How can the government ensure that generics, apart from being cheap, are also safe for the patient?

Experts say the priority of the government should be to bring a legal framework to ensure “quality” in generic drug testing. No more than 1% of generic drugs sold in India undergo quality tests. Generic drugs should work “therapeutically” and the government should ensure “uniform quality”, experts say — only then can doctors prescribe them with confidence.

  • Also, the government has to clarify how it will ensure that once a doctor prescribes the generic drug, detailing its medical composition, the pharmacist or chemist will give the most appropriate drug to the patient. Even on the question of price, studies have shown that it is the retailer’s margin that often plays the key role in deciding how much the patient pays for a drug.
  • Making it incumbent on the doctor to prescribe a generic drug would mean that the prescription will detail the medicine’s composition — the salts — leaving the choice of the brand on the patient. However, for such a choice to be effective, the proposed law needs to go beyond the doctor-patient binary and target each link in the pharma industry’s chain of corruption.
  • A large number of patients in the country are illiterate and even many literate patients are not well-versed with medical terms and drug composition.

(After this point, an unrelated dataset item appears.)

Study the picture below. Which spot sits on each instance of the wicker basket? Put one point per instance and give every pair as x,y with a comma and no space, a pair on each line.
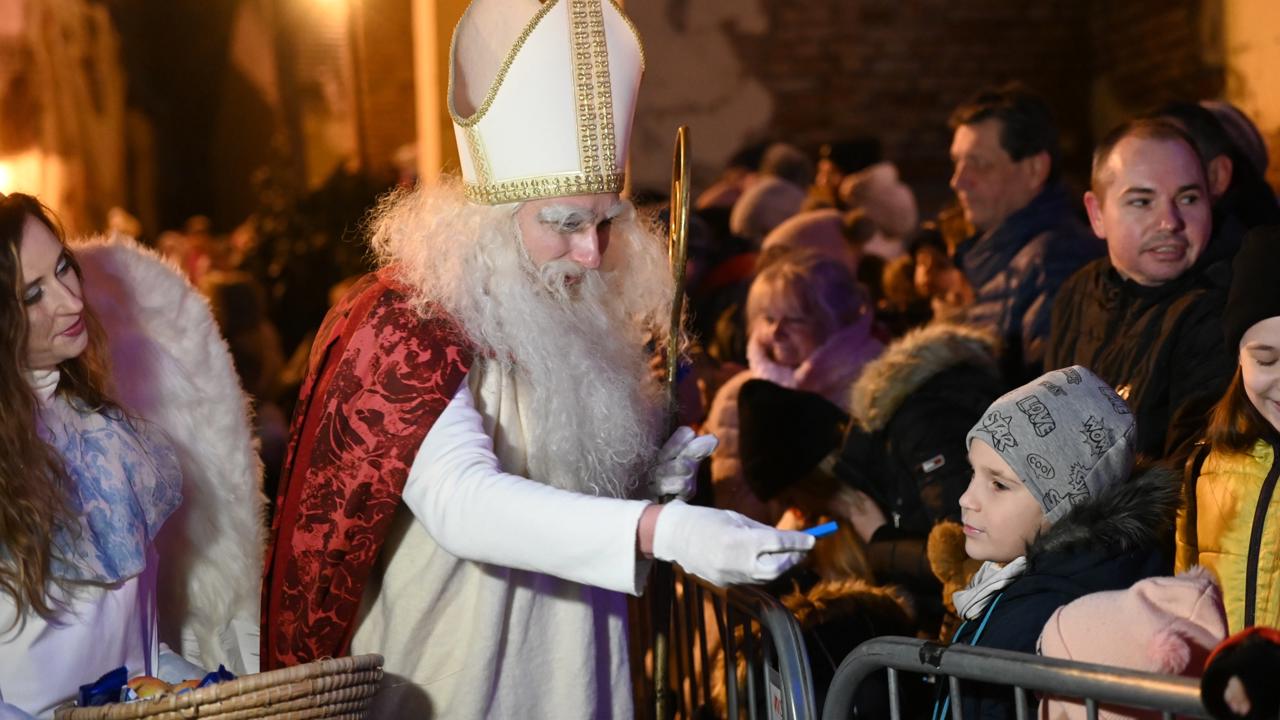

A patient armed with a prescription detailing the composition of the medicine could still be dependent on a pharmacist to make the most suitable drug choice for her. And by all accounts, a pharmacist is likely to be even less sensitive to a patient’s medical — and financial — condition than the doctor. The efficacy of the proposed law will hinge on the ways in which it brings pharmacists — and not just doctors — under its ambit.
  • The generic medicine industry will also have to pull up its socks. Last year, 27 commonly-used medicines in the country failed quality tests. The drugs were found wanting on several counts, including false labelling and inadequate quantity of ingredients. Ensuring quality of drugs is a problem in the absence of adequate regulations and shortage of drug inspectors and lab facilities to check drug quality. The number of drug inspectors — approximately 1,500 now — must be increased.



Though the Medical Council of India had by way of an amendment to the Indian Medical Council (Professional Conduct, Etiquette and Ethics) Regulations 2002, issued directives to the doctors to preferably prescribe generic drugs, nothing changed. Implementational problems, non-commitment and non-effective strategies to materialise its order, has douched the medical body into controversies. It’s functioning too has been far from effective. It is, therefore, not surprising that no headway has been made on this matter. Now that the Government has taken up this issue, it should swing into action and ensure that promises are kept and provisions implemented.